Kain mori putih kurang lebih panjangnya 3 meter, direntangkan dibawah debog (batang pisang) panggungan dari muka layar (kelir) sampai di belakang layar dan ditaburi bunga mawar dimuka kelir sebagai alas duduk Ki Dalang, sedangkan di belakang layar sebagai tempat duduk orang yang diruwat dengan memakai selimut kain mori putih.
Gawangan kelir bagian atas (kayu bambu yang merentang diatas layar) dihias dengan kain batik yang baru 5 (lima) buah, diantaranya kain sindur, kain bango tulak dan dilengkapi dengan padi segedeng (4 ikat pada sebelah menyebelah).
 
Bermacam-macam nasi antara lain :
Nasi golong dengan perlengkapannya, goreng-gorengan, pindang kluwih, pecel ayam, sayur menir, dsb.
Nasi wuduk dilengkapi dengan; ikan lembaran, lalaban, mentimun, cabe besar merah dan hijau brambang, kedele hitam.
Nasi kuning dengan perlengkapan; telur ayam yang didadar tiga biji.

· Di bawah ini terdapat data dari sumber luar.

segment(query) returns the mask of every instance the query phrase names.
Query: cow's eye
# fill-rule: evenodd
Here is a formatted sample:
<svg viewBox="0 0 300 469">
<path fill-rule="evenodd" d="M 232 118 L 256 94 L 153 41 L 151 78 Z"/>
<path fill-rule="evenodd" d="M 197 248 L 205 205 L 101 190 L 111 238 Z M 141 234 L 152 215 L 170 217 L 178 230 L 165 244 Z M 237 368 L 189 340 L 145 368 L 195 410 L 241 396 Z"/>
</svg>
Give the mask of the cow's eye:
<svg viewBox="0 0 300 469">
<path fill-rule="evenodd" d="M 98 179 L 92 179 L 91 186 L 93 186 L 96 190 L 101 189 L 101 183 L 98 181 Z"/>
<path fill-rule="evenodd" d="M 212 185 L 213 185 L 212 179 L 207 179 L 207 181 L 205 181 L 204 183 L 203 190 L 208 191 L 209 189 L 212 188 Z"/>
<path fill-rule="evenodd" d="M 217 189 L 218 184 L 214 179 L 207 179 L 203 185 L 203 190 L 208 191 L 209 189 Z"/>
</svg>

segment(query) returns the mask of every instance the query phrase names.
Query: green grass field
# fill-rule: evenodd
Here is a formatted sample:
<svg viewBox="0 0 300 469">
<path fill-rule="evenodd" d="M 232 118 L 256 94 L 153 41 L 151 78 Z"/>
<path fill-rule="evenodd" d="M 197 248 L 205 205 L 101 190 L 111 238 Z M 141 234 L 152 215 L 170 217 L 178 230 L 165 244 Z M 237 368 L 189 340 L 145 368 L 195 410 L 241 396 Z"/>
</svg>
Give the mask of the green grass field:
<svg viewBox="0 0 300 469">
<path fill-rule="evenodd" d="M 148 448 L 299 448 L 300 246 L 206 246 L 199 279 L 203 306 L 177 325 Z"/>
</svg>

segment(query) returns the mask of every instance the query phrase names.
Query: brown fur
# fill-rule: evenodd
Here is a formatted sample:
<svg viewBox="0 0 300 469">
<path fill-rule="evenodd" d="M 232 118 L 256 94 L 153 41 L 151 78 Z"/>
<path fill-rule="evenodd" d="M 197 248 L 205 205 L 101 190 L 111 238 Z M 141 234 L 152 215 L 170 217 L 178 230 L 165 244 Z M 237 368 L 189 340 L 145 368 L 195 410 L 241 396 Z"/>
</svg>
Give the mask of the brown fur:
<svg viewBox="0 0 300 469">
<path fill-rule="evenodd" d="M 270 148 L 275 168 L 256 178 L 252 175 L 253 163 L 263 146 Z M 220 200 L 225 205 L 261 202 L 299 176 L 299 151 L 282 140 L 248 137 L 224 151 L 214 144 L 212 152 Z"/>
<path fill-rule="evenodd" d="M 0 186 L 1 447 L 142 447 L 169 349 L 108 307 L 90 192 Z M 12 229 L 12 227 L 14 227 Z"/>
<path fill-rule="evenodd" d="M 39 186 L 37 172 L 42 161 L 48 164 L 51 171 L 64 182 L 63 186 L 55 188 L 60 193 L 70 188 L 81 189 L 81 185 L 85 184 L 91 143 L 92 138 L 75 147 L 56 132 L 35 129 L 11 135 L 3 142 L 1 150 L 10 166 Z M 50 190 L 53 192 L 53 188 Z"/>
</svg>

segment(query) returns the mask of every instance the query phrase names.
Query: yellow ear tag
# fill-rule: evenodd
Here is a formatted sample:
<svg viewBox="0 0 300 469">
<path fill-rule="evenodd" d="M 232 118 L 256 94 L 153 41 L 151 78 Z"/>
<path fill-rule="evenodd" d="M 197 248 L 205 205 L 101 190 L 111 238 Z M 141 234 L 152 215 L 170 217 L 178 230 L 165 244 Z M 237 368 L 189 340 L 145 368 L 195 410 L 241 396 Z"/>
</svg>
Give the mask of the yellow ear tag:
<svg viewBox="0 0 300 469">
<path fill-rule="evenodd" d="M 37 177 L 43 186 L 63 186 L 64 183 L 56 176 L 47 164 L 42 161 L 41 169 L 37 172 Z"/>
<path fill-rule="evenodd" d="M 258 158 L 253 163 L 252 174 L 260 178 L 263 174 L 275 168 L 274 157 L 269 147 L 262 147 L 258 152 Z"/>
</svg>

Srundeng asmaradana.
 
Bermacam-macam jenang (bubur) yaitu: jenang merah, putih, jenang kaleh, jenang baro-baro (aneka bubur).

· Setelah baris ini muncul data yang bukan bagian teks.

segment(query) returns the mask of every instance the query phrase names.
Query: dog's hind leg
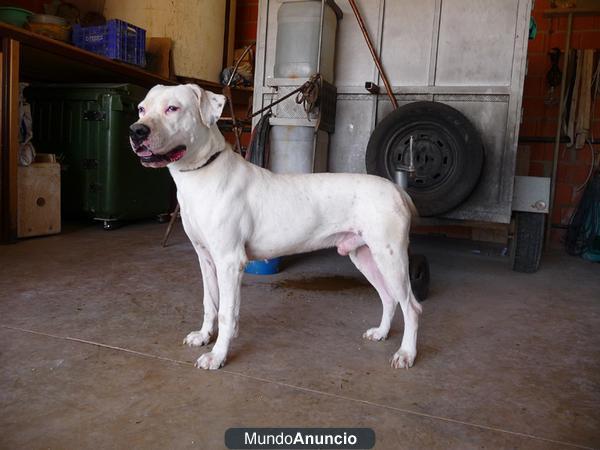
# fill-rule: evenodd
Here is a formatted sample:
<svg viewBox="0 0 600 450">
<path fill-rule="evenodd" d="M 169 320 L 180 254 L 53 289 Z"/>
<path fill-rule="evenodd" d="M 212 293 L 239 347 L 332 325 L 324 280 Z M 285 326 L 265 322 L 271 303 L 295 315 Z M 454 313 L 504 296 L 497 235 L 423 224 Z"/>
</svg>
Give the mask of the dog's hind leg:
<svg viewBox="0 0 600 450">
<path fill-rule="evenodd" d="M 200 261 L 202 284 L 204 286 L 204 294 L 202 297 L 204 320 L 200 330 L 192 331 L 183 340 L 184 344 L 193 347 L 210 343 L 215 334 L 219 304 L 219 288 L 217 286 L 215 265 L 212 262 L 210 254 L 203 250 L 199 245 L 196 246 L 196 251 L 198 253 L 198 260 Z"/>
<path fill-rule="evenodd" d="M 400 304 L 404 316 L 402 345 L 391 359 L 392 367 L 412 367 L 417 356 L 417 330 L 421 305 L 415 299 L 408 271 L 408 229 L 402 224 L 386 239 L 367 240 L 373 260 L 383 277 L 390 296 Z M 406 227 L 407 228 L 407 227 Z"/>
<path fill-rule="evenodd" d="M 349 253 L 350 259 L 354 265 L 362 272 L 365 278 L 373 285 L 379 297 L 381 298 L 381 304 L 383 306 L 383 312 L 381 314 L 381 322 L 378 327 L 369 328 L 364 332 L 363 338 L 371 339 L 374 341 L 381 341 L 387 338 L 394 313 L 396 312 L 396 301 L 387 291 L 385 282 L 381 272 L 377 268 L 371 250 L 366 245 L 355 249 Z"/>
</svg>

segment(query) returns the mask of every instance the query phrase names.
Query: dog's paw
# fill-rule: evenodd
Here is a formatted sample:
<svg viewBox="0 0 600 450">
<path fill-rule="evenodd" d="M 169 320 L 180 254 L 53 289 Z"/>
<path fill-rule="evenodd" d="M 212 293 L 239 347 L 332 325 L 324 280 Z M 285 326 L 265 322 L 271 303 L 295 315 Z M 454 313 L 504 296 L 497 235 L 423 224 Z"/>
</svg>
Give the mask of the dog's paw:
<svg viewBox="0 0 600 450">
<path fill-rule="evenodd" d="M 198 358 L 195 367 L 198 369 L 217 370 L 225 365 L 225 357 L 213 352 L 205 353 Z"/>
<path fill-rule="evenodd" d="M 409 353 L 406 350 L 400 349 L 394 353 L 390 362 L 394 369 L 408 369 L 413 366 L 416 356 L 416 353 Z"/>
<path fill-rule="evenodd" d="M 387 338 L 387 333 L 383 333 L 378 327 L 369 328 L 363 333 L 363 339 L 371 341 L 384 341 Z"/>
<path fill-rule="evenodd" d="M 210 342 L 212 336 L 210 333 L 205 331 L 192 331 L 183 339 L 184 345 L 189 345 L 190 347 L 200 347 L 202 345 L 206 345 Z"/>
</svg>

Jajan pasar (buah-buahan yang bermacam-macam) seperti : pisang raja, jambu, salak, sirih yang diberi uang, gula jawa, kelapa, makanan kecil berupa blingo yang diberi warna merah, kemenyan bunga, air yang ditempatkan pada cupu, jarum dan benang hitam-putih, kaca kecil, kendi yang berisi air, empluk (periuk yang berisi kacang hijau, kedele, kluwak, kemiri, ikan asin, telur ayam dan uang satu sen).
Benang lawe, minyak kelapa yang dipergunakan untuk lampu blencong, sebab walaupun siang tetap memakai lampu blencong.
Yang berupa hewan seperti burung dara satu pasang ayam jawa sepasang, bebek sepasang.
Yang berupa sajen antara lain : rujak ditempatkan pada bumbung, rujak edan (rujak dari pisang klutuk ang dicampur dengan air tanpa garam), bambu gading linma ros. Kesemuanya itu diletakan ditampah yang berisi nasi tumpeng, dengan lauk pauknya seperti kuluban panggang telur ayam yang direbus, sambel gepeng, ikan sungai/laut dimasak anpa garam dan ditempatkan di belakang layar tepat pada muka Kyai Dalang.
Sajen buangan yang ditunjukkan kepada dhayang yang berupa takir besar atau kroso yang berisi nasi tumpeng kecil dengan lauk-pauk, jajan pasar (berupa buah-buahan mentah serta uang satu sen. ). Sajen itu dibuang di tempat angker disertai doa (puji/mantra) mohon keselematan.
Sumur atau sendang diambil airnya dan dimasuki kelapa. Kamar mandi yang untuk mandi orang yang diruwat dimasuki kelapa utuh.
Selesai upacara ngruwat, bambu gading yang berjumlah lima ros ditanam pada kempat ujung rumah disertai empluk (tempayan kecil) yang berisi kacang hijau , kedelai hitam, ikan asin, kluwak, kemiri, telur ayam dan uang dengan diiringi doa mohon keselamatan dan kesejahteraan serta agar tercapai apa yang dicita citakan.